Александр Раевский и Пушкин крепко пожали друг другу руки.

— Бывай, Раевский. Жду в Кишинёве.

— Доживи сначала, Француз, — Раевский улыбался даже не глазами, а, кажется, только оправой очков. — Через месяц-полтора приеду, проведи их с пользой для дела.

Что-то хорошее сказала, прощаясь, Мария. Пушкин не знал, и не мог знать тогда, что уже знаком с её будущим мужем — князем Сергеем Волконским. Не мог этого знать ещё и сам Волконский, руководящий погрузкой и размещением в санях чемоданов. Они с Краснокутским и Басаргиным выезжали в Тульчин ближе к полудню того же дня, рассчитывая на тройке догнать первые сани на подъездах к городу.

Денис Давыдов ударил Пушкина под дых, поцеловал согнувшегося поэта в макушку и подарил бутылку Клико de la Comete.

— Н-но, пошла-пошла-пошла! — ямщик, низко натянув шапку, по-особенному свистнул, лошадь влажно чихнула и зарысила по снегу, увозя из Киева агента Француза и республиканца-революционера Василия Львовича.

Ехать предстояло чуть меньше трёхсот вёрст.
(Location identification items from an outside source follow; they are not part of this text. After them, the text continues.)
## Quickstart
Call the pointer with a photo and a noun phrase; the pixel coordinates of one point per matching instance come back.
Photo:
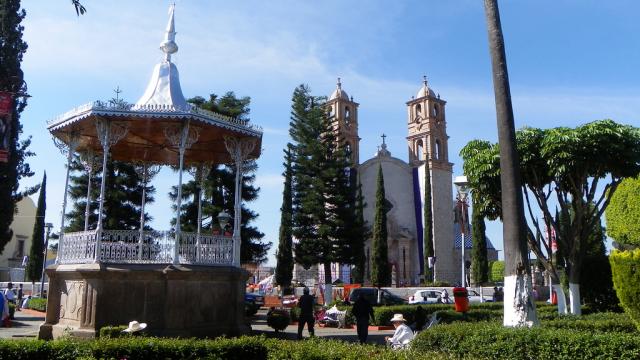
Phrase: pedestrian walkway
(26, 325)
(259, 327)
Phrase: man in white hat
(134, 327)
(403, 334)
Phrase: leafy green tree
(380, 270)
(218, 190)
(12, 48)
(623, 213)
(428, 223)
(577, 170)
(284, 257)
(520, 311)
(36, 253)
(497, 271)
(479, 261)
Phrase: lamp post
(462, 185)
(48, 226)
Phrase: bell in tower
(427, 136)
(343, 112)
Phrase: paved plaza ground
(27, 323)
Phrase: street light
(48, 226)
(462, 185)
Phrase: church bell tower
(429, 151)
(343, 112)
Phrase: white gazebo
(181, 283)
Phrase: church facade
(427, 144)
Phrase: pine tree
(428, 224)
(284, 266)
(380, 270)
(12, 48)
(219, 189)
(479, 261)
(36, 254)
(360, 237)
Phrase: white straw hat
(135, 326)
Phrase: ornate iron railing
(155, 247)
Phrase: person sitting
(403, 334)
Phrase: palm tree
(519, 308)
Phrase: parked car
(428, 296)
(253, 302)
(371, 294)
(474, 297)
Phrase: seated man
(403, 334)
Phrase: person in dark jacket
(305, 303)
(362, 310)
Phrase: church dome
(425, 90)
(338, 93)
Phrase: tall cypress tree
(428, 223)
(380, 270)
(12, 48)
(36, 254)
(219, 189)
(360, 237)
(479, 261)
(284, 265)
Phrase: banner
(6, 103)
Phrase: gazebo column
(109, 135)
(68, 149)
(88, 161)
(145, 171)
(239, 149)
(183, 137)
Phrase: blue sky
(570, 62)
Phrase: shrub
(259, 348)
(493, 341)
(38, 304)
(496, 272)
(278, 319)
(112, 331)
(626, 281)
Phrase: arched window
(419, 150)
(347, 115)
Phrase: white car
(428, 297)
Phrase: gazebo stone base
(174, 300)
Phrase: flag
(6, 103)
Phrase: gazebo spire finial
(169, 46)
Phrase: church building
(428, 150)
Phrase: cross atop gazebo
(161, 128)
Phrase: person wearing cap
(305, 303)
(134, 327)
(403, 334)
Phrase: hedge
(625, 269)
(38, 304)
(493, 341)
(248, 348)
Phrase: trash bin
(461, 299)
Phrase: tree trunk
(519, 308)
(328, 287)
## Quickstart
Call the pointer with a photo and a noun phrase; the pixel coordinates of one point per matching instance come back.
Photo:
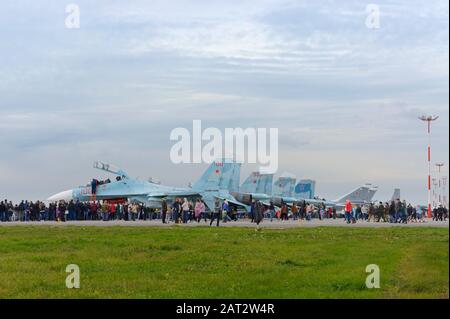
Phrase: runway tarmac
(276, 224)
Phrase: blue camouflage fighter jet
(214, 183)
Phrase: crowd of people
(186, 211)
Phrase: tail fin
(219, 175)
(251, 183)
(396, 194)
(264, 185)
(284, 186)
(305, 189)
(360, 194)
(231, 177)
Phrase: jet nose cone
(66, 196)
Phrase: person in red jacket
(348, 211)
(112, 211)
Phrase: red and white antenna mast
(429, 119)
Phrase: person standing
(348, 211)
(164, 211)
(199, 210)
(185, 208)
(259, 214)
(217, 212)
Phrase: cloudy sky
(345, 97)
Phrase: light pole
(429, 119)
(439, 166)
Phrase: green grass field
(203, 262)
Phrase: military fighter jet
(214, 183)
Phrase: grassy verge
(177, 262)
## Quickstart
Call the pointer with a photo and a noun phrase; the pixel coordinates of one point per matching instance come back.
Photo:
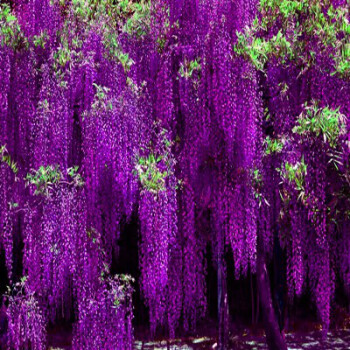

Александр опасался, что всё время пути Василий Львович будет петь, но после пятого марша Давыдов иссяк и начал клевать носом. Возликовав, Француз смог расслабиться и подумать.

Если с Зюденом всё было, как ни странно это сознавать, довольно ясно — или с началом восстания Этерии турецкая агентурная сеть оживёт и выведет на главного шпиона, или нет, — то как разобраться с Южным обществом, Пушкин пока не мог представить. Поимка Зюдена уже не означала крах революционного заговора, и остановить восстание возможно было только раскрыв его потенциальным участникам принадлежность Пушкина к тайной разведке. С одной стороны, — думал Александр, — это может защитить многих, и не случиться кровавого переворота. С другой стороны — прощай, служба, и прощай, республика. Уволят из Коллегии — хрен с ней, прожить можно, но собственными руками погасить единственный огонёк свободы в огромном, жестоком, погрязшем во всеобщем слепом подчинении государстве? — Такого не простит ни сердце, ни народ, ни время, — решил Александр и сделал естественный в данном случае вывод: поскольку спасти Южное общество в случае его военного и политического проигрыша вряд ли возможно, придётся надеяться на его победу. Но победа Ю.О. есть разрыв отношений России со Священным Союзом и немедленное начало войны с Портой. Как быть?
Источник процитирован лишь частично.